O Ministério das Relações Exteriores (MRE) criará um grupo de trabalho para discutir o assédio no órgão. A decisão foi construída com o Sinditamaraty em audiência  promovida pelo Ministério Público do Trabalho (PRT 10ª Região), no último dia 29. A condução do processo está sob a responsabilidade do procurador do Trabalho Erlan José Peixoto do Prado. 

O GT contará com representantes de todos os servidores do ministério, diplomatas, assistentes, oficiais e PCC/PGPE e terá como objetivo “a construção de mecanismos que viabilizem a canalização de denúncias, a elaboração de documentos, cartilhas e, em última análise, portaria interna que regulamente efetiva campanha de combate ao assédio e a promoção da saúde e qualidade no ambiente de trabalho”.

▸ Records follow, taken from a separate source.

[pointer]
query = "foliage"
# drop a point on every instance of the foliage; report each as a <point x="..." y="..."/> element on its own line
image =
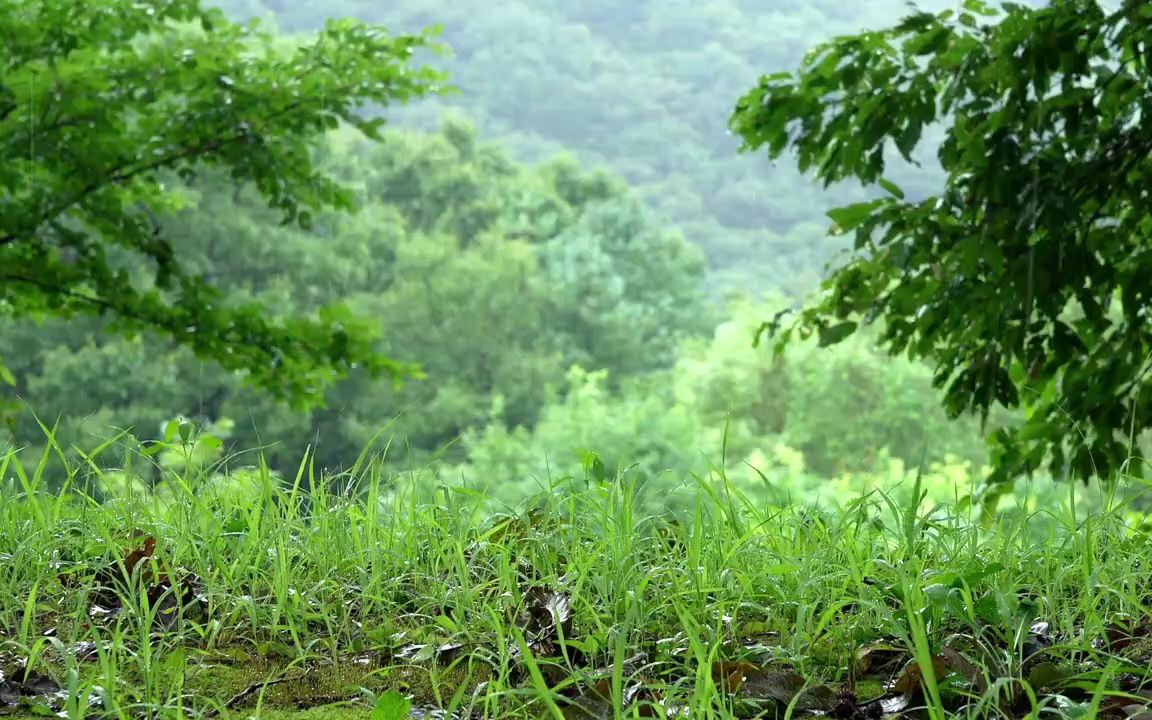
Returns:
<point x="98" y="100"/>
<point x="182" y="605"/>
<point x="1024" y="281"/>
<point x="642" y="88"/>
<point x="843" y="411"/>
<point x="491" y="274"/>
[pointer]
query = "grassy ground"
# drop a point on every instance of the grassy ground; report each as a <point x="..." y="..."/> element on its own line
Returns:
<point x="295" y="601"/>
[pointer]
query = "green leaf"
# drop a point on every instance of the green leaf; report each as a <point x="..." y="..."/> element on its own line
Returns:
<point x="834" y="334"/>
<point x="391" y="705"/>
<point x="851" y="215"/>
<point x="892" y="188"/>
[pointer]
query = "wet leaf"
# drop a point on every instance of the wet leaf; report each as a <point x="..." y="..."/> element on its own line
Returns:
<point x="786" y="686"/>
<point x="1047" y="676"/>
<point x="391" y="705"/>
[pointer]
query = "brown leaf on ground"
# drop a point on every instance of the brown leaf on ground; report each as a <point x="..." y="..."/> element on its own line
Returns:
<point x="139" y="569"/>
<point x="786" y="686"/>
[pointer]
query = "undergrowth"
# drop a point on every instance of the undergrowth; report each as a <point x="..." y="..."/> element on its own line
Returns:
<point x="347" y="596"/>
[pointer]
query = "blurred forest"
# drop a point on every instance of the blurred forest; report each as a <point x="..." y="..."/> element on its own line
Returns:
<point x="644" y="89"/>
<point x="573" y="250"/>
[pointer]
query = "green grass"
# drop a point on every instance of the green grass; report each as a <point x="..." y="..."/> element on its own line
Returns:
<point x="305" y="601"/>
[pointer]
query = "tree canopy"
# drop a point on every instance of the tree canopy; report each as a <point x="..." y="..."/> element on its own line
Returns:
<point x="101" y="105"/>
<point x="1025" y="280"/>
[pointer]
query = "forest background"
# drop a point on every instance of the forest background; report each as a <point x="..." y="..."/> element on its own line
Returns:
<point x="576" y="255"/>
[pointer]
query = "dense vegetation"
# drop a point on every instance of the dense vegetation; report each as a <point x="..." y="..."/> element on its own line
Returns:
<point x="643" y="88"/>
<point x="533" y="463"/>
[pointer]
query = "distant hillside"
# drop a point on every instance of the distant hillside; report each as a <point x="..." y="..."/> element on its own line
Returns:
<point x="644" y="88"/>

Em ofício encaminhado, nessa quarta-feira (30), à presidente Suellen Paz, o subsecretário-geral do Serviço Exterior, João Pedro Corrêa Costa, solicitou a indicação de representantes do sindicato para compor o grupo. 

Para a presidente do Sinditamaraty, a ação é o passo inicial na caminhada para a construção de uma política institucional. “Estamos felizes com esses avanços, mas o caminho é longo.  O estudo “Riscos Psicossociais do Trabalho no Itamaraty" apontou que mais de 80% dos entrevistados já testemunharam casos de assédio no MRE”, afirmou Suellen.

Em 90 dias, as deliberações do GT deverão ser apresentadas ao MPT.

Entenda o caso:

No dia 26 de junho de 2017, o Correio Braziliense noticiou que, em mensagem enviada por e-mail institucional, um servidor pede a outro a indicação de um “escravo” para trabalhar com ele. A denúncia motivou a abertura do procedimento administrativo 001523.2017.10.000/0-36 na Procuradoria Regional do Trabalho da 10ª Região.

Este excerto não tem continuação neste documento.